Imagine that you want to launch a product to the market. Estimate two combinations of prices...

Imagine that you want to launch a product to the market. Estimate two combinations of prices and quantities, to determine the demand curve. Determine the demand equation and the revenue equation (R). Assume the equation for variable costs (VC) and fixed costs (FC). Whit this determine the profit equation (R - VC - FC). How many units will you produce to maximize profits?

Solutions

Expert Solution

Let suppose two combinations of price and quantity are -

P = $5 , Qd = 45 units

P = $10 , Qd = 20 units

Slope of the demand curve = ∆Qd/∆P = -25/5 = -5.

At P = 10 , Q = 20 , the equation of demand curve is

P - 10 = (∆Q/∆P)[Q - 20]

Or, P - 10 = -5*(Q - 20)

Or, P - 10 = - 5Q + 100

Or, 5Q = 100 + 10 - P

Or, 5Q = 110 - P

Or, Q = (110/5) - (1/5)P

Or, Q = 22 - 0.2P ...... This is the demand function.

P = 110 - 5Q ..... Inverse demand function.
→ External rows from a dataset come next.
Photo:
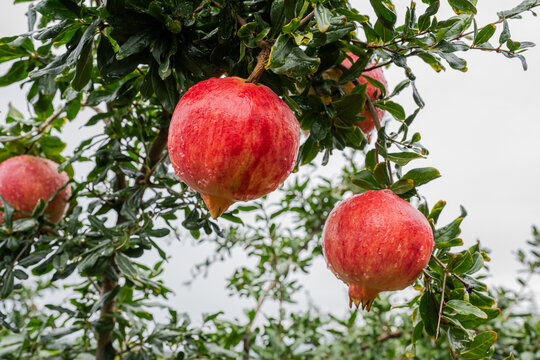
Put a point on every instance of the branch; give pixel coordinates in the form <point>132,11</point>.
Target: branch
<point>441,306</point>
<point>384,337</point>
<point>307,19</point>
<point>262,59</point>
<point>377,123</point>
<point>41,129</point>
<point>260,302</point>
<point>468,286</point>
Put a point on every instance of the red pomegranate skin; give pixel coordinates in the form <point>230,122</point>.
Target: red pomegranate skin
<point>25,179</point>
<point>367,125</point>
<point>232,141</point>
<point>376,242</point>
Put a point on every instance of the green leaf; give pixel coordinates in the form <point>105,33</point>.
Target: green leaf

Revenue function = TR = P*Q

Revenue (R) = (110 - 5Q)*Q = 110Q - 5Q^2 ..Revenue function

Variable cost equation is = 10Q + 5Q^2

Fixed Cost = 50.

Profit equation (π) = R - VC - FC

π = 110Q - 5Q^2 - (10Q + 5Q^2) - 50

π = 110Q - 5Q^2 - 10Q - 5Q^2 - 50

π = 100Q - 10Q^2 - 50 ...... This is profit equation.

At profit maximising level F.O.C of profit (π) function w.r.t Q = 0.

Therefore, dπ/dQ = d/dQ(100Q - 10Q^2 - 50) = 0

Therefore, 100 - 20Q = 0

Or, 20Q = 100

Or, Q* = 100/20 = 5.

Therefore, at Profit maximising level there should produce 5 units of output. (Answer).